Note: Weights in square-brackets indicate overweight.

==Media coverage==

"And Lord Gyllene is sprinting away with the 1997 150th National, a fantastic performance of jumping this by Lord Gyllene, getting a tremendous reception from the crowd, a tremendous performance its Lord Gyllene, bearing the colours of Stanley Clarke to victory, Lord Gyllene is the winner of the 1997 National."
— Commentator Peter O'Sullevan describing the climax of the race

The BBC retained the rights to televise the Grand National live worldwide for the 38th consecutive year. The coverage was presented by Desmond Lynam, and broadcast to an estimated global audience of 400 million people.

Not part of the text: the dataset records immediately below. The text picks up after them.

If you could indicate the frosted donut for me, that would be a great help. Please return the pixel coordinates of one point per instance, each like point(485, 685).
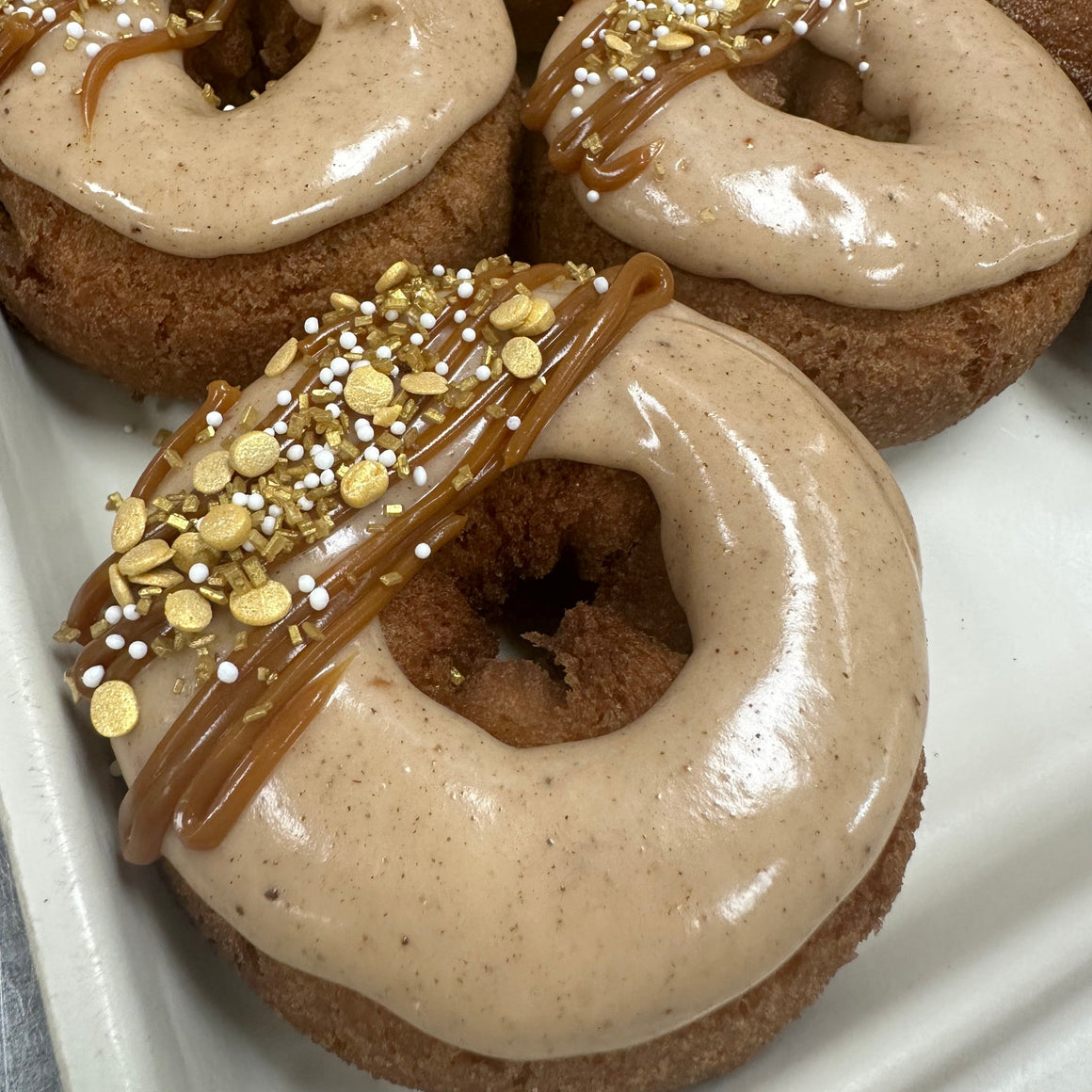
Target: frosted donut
point(912, 275)
point(166, 245)
point(461, 912)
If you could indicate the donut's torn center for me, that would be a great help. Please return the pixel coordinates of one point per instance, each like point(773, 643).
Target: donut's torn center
point(261, 41)
point(552, 617)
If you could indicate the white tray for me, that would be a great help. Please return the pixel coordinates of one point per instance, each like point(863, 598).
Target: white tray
point(982, 977)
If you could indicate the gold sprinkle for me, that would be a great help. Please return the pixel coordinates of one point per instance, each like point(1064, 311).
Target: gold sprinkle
point(283, 359)
point(225, 526)
point(511, 313)
point(522, 357)
point(144, 557)
point(538, 320)
point(424, 382)
point(120, 588)
point(393, 277)
point(213, 473)
point(128, 524)
point(368, 390)
point(261, 606)
point(362, 484)
point(186, 612)
point(254, 453)
point(114, 709)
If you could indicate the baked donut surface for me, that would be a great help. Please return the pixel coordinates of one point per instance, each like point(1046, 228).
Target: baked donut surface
point(546, 902)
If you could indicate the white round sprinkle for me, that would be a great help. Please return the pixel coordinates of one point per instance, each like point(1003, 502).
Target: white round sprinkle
point(93, 676)
point(226, 671)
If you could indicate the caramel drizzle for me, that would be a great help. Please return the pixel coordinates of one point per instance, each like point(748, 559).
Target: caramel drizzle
point(223, 747)
point(20, 33)
point(630, 104)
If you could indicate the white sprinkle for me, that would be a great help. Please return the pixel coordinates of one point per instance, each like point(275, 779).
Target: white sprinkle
point(226, 671)
point(93, 676)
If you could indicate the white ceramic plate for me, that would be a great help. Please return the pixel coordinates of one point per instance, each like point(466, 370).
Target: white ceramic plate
point(982, 977)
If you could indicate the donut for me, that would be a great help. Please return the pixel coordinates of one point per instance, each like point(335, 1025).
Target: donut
point(623, 860)
point(1064, 31)
point(860, 206)
point(165, 246)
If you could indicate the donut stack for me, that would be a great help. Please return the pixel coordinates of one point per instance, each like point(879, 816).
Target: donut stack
point(752, 241)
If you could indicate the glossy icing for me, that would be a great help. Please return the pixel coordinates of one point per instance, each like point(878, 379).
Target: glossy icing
point(585, 896)
point(362, 118)
point(995, 182)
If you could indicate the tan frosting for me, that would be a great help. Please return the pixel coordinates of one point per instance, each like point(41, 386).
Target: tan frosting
point(362, 118)
point(996, 179)
point(585, 896)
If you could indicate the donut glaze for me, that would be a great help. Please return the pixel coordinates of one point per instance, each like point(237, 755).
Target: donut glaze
point(582, 896)
point(995, 182)
point(384, 90)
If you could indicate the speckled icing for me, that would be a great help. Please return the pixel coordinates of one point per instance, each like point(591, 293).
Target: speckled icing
point(588, 895)
point(362, 118)
point(995, 182)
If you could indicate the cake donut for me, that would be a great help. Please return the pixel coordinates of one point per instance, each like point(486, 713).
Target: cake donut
point(161, 234)
point(844, 182)
point(438, 900)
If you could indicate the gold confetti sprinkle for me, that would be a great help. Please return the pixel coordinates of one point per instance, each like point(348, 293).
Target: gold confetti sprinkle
point(225, 526)
point(261, 606)
point(254, 453)
point(424, 382)
point(213, 473)
point(186, 612)
point(362, 484)
point(114, 709)
point(522, 357)
point(144, 556)
point(368, 390)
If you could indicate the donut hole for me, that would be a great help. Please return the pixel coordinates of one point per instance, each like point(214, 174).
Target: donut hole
point(261, 40)
point(552, 617)
point(806, 83)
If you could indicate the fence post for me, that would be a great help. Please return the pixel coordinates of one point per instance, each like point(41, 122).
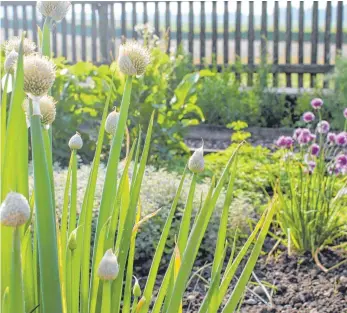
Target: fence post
point(103, 27)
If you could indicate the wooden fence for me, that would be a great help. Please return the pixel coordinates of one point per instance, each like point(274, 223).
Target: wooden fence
point(213, 32)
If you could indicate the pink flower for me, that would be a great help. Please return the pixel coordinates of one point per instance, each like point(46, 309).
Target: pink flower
point(331, 137)
point(323, 127)
point(308, 117)
point(317, 103)
point(285, 142)
point(315, 149)
point(305, 136)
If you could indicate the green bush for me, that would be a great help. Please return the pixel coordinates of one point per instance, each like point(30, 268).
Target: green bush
point(81, 90)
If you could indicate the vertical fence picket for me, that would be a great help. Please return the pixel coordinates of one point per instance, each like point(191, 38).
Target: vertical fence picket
point(103, 34)
point(250, 43)
point(34, 22)
point(124, 26)
point(214, 33)
point(179, 23)
point(25, 20)
point(226, 34)
point(15, 20)
point(327, 37)
point(191, 31)
point(94, 33)
point(134, 20)
point(276, 43)
point(238, 36)
point(202, 32)
point(145, 14)
point(73, 32)
point(54, 39)
point(156, 18)
point(301, 41)
point(113, 31)
point(339, 27)
point(64, 37)
point(314, 39)
point(263, 32)
point(167, 25)
point(6, 21)
point(289, 41)
point(83, 31)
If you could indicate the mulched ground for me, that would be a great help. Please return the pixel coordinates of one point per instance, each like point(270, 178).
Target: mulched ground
point(299, 285)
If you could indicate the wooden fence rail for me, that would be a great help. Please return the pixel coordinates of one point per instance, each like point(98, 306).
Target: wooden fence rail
point(291, 40)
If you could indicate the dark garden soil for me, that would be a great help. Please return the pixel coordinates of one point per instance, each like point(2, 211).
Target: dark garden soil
point(299, 285)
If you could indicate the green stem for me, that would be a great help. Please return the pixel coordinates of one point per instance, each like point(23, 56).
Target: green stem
point(16, 285)
point(45, 224)
point(73, 205)
point(106, 297)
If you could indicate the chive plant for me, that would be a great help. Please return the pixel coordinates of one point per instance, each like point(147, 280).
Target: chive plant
point(313, 184)
point(53, 266)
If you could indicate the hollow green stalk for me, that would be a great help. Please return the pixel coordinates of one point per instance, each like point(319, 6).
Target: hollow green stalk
point(16, 286)
point(45, 223)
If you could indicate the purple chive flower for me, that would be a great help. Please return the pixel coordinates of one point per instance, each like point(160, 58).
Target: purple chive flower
point(317, 103)
point(305, 136)
point(331, 137)
point(308, 117)
point(341, 160)
point(285, 142)
point(297, 133)
point(315, 149)
point(323, 127)
point(341, 139)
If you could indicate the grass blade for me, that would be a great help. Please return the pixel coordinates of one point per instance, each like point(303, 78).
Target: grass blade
point(45, 223)
point(129, 222)
point(247, 271)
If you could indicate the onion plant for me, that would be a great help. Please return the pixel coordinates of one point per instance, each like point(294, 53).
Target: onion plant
point(51, 267)
point(313, 183)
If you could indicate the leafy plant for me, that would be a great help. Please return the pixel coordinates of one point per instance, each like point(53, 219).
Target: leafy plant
point(62, 279)
point(312, 185)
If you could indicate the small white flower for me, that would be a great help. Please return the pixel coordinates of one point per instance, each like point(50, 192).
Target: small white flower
point(15, 210)
point(76, 142)
point(13, 44)
point(39, 75)
point(133, 58)
point(112, 122)
point(57, 10)
point(47, 109)
point(10, 61)
point(108, 267)
point(196, 162)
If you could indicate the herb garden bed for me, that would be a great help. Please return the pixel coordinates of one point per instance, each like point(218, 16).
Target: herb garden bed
point(218, 138)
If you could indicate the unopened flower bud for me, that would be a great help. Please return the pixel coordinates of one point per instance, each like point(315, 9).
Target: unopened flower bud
point(133, 58)
point(323, 127)
point(137, 289)
point(196, 162)
point(10, 61)
point(14, 43)
point(15, 210)
point(76, 142)
point(317, 103)
point(108, 267)
point(47, 109)
point(39, 75)
point(57, 10)
point(72, 244)
point(111, 122)
point(308, 117)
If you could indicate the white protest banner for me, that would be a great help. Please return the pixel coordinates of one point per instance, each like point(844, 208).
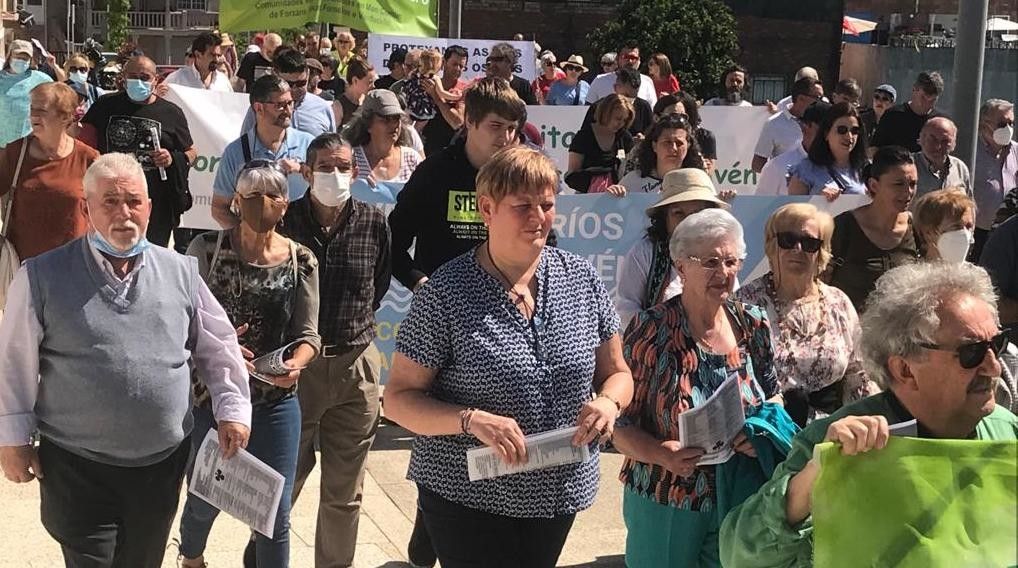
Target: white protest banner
point(380, 46)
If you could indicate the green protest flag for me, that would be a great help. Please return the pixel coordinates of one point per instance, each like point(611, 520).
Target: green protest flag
point(917, 504)
point(401, 17)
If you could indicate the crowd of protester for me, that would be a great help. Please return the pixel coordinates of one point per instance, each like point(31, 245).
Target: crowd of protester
point(873, 317)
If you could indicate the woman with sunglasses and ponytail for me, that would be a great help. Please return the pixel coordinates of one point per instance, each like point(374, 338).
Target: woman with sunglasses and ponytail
point(813, 326)
point(835, 161)
point(268, 284)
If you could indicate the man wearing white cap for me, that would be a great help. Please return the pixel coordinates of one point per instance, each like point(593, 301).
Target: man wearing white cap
point(16, 79)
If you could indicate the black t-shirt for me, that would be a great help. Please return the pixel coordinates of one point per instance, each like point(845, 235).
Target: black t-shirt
point(252, 66)
point(900, 126)
point(642, 116)
point(438, 207)
point(522, 88)
point(123, 125)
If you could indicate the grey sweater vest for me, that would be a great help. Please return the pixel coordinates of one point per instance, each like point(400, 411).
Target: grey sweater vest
point(114, 381)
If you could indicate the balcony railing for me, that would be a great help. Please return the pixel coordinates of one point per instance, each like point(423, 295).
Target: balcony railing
point(176, 20)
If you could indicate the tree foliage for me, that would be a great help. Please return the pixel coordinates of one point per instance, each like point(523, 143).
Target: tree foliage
point(116, 22)
point(697, 36)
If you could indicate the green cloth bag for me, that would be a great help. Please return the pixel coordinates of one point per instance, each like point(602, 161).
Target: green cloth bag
point(917, 504)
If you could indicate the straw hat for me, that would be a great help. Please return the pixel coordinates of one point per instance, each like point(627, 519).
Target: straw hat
point(686, 184)
point(576, 60)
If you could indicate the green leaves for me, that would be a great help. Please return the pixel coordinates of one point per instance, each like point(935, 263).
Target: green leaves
point(697, 36)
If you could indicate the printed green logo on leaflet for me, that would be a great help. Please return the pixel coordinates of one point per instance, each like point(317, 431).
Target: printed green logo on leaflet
point(463, 208)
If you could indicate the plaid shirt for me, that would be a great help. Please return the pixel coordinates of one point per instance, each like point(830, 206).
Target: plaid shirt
point(354, 267)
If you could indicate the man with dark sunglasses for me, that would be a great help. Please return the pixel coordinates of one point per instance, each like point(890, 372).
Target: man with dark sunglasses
point(900, 125)
point(930, 337)
point(312, 113)
point(135, 120)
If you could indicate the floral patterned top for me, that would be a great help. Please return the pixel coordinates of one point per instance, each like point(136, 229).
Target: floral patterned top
point(673, 374)
point(814, 339)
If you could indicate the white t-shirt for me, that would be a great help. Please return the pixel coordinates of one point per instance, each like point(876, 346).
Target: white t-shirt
point(774, 177)
point(635, 183)
point(604, 84)
point(188, 76)
point(781, 132)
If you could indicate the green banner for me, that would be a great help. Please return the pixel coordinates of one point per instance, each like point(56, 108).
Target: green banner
point(402, 17)
point(917, 504)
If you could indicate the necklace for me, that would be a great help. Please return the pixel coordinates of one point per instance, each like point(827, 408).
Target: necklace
point(517, 297)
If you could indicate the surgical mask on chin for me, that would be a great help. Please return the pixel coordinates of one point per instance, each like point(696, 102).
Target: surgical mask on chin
point(18, 66)
point(1004, 134)
point(953, 245)
point(103, 245)
point(137, 90)
point(331, 188)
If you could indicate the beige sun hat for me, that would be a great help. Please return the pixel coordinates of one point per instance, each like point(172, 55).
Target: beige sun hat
point(576, 60)
point(686, 184)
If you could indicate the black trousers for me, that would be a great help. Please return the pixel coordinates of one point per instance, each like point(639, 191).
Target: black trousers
point(105, 516)
point(465, 537)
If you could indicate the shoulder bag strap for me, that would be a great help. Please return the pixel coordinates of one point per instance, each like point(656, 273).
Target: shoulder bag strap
point(13, 184)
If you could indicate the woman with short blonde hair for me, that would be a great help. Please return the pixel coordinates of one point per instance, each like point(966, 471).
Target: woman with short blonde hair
point(508, 340)
point(813, 327)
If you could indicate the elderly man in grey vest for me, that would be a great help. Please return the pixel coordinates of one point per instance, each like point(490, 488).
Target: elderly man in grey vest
point(96, 347)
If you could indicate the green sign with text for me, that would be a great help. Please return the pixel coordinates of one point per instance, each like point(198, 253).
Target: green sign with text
point(404, 17)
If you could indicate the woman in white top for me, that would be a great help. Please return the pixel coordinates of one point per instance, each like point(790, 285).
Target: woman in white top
point(382, 144)
point(670, 145)
point(647, 276)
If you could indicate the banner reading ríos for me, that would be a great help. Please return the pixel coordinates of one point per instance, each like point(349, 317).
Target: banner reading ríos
point(406, 17)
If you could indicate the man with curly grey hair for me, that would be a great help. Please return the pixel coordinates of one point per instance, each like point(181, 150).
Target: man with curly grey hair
point(930, 337)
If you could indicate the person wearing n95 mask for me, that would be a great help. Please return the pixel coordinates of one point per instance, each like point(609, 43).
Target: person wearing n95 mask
point(339, 396)
point(945, 220)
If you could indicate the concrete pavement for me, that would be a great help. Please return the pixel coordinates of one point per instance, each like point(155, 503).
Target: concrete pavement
point(597, 540)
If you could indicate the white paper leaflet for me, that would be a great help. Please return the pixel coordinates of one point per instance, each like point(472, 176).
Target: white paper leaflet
point(713, 424)
point(547, 449)
point(241, 487)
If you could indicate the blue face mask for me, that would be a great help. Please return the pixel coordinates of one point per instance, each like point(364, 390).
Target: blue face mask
point(138, 91)
point(18, 66)
point(103, 245)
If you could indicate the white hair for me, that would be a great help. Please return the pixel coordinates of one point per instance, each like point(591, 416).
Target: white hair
point(268, 180)
point(712, 227)
point(112, 166)
point(901, 311)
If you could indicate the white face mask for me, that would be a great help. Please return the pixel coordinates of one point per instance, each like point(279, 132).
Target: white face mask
point(331, 188)
point(953, 245)
point(1004, 134)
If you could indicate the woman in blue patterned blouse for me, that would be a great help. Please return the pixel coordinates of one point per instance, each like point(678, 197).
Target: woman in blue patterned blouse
point(508, 340)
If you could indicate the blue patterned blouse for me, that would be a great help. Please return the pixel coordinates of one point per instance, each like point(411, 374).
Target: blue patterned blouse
point(490, 357)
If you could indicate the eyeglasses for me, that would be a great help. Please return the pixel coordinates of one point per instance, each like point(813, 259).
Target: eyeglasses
point(788, 240)
point(971, 355)
point(716, 263)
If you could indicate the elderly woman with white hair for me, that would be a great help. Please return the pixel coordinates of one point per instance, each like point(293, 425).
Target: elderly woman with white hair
point(383, 145)
point(269, 286)
point(681, 352)
point(930, 338)
point(813, 326)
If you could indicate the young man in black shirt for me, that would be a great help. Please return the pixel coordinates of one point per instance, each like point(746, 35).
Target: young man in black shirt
point(155, 130)
point(502, 62)
point(901, 124)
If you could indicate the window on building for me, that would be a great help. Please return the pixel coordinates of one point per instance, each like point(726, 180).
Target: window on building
point(768, 88)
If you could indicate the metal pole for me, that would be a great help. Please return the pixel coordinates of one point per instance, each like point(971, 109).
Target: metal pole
point(969, 52)
point(455, 18)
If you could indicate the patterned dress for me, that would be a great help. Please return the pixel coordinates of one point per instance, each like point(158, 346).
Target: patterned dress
point(489, 356)
point(673, 374)
point(814, 340)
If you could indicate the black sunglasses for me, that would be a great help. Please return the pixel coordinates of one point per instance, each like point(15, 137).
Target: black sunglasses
point(970, 355)
point(788, 240)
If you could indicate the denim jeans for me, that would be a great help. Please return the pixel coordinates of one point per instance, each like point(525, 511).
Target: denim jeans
point(275, 435)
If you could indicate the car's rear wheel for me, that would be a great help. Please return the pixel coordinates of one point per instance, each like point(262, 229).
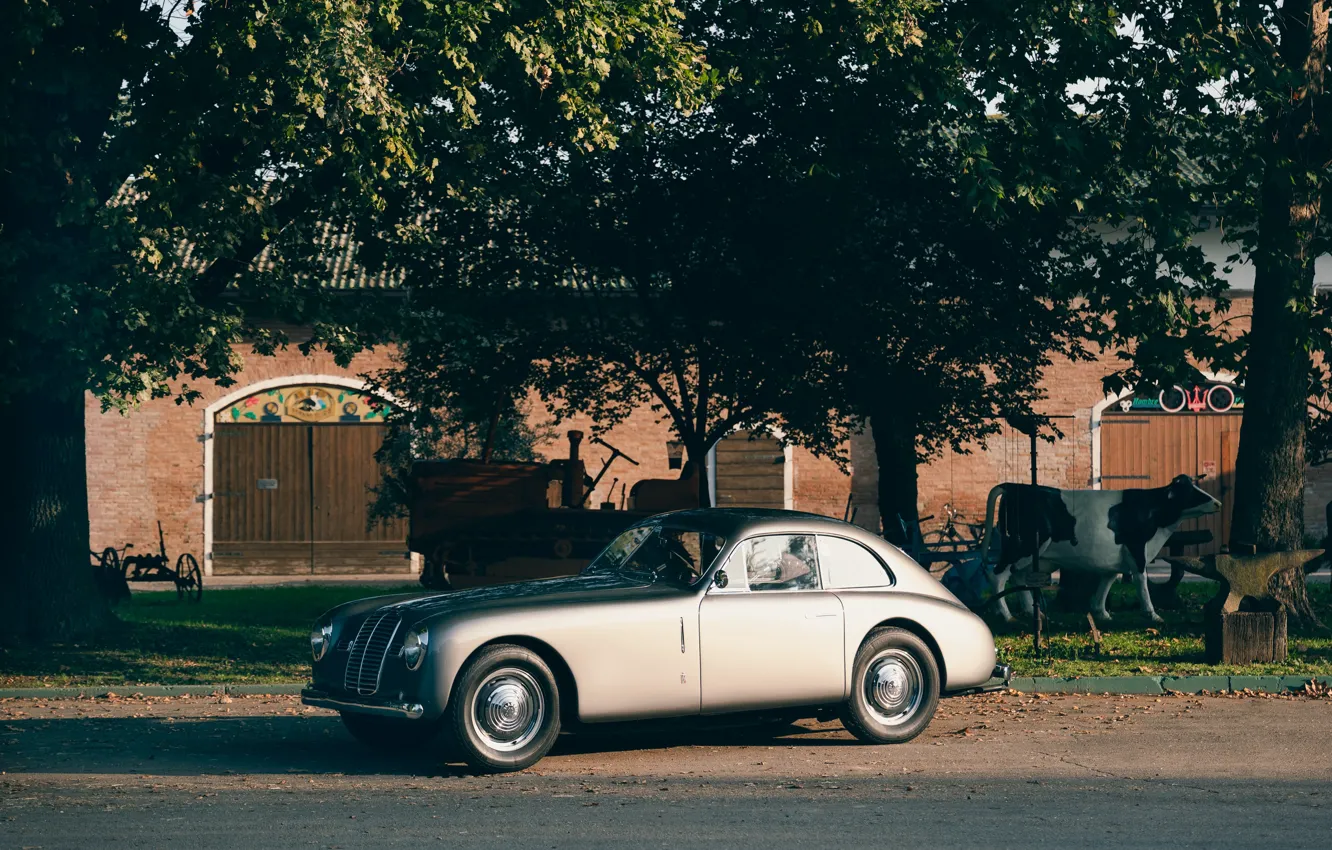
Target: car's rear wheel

At the time of the evacuation the broadcasting team were evacuated too, with the exception of commentator Jim McGrath who was located in the commentary position at the far extreme of the course. McGrath continued to cover the events of the evacuation until the end of the broadcast, which was at around the time the race would have started. The BBC covered the rescheduled race live on the Monday evening. The bomb scare overshadowed the final broadcast of lead commentator Peter O'Sullevan, who had called the Grand National for the BBC on radio and then television every year since 1946. O'Sullevan had announced his retirement earlier in the season. Along with O'Sullevan and McGrath, the commentary team was completed by John Hanmer.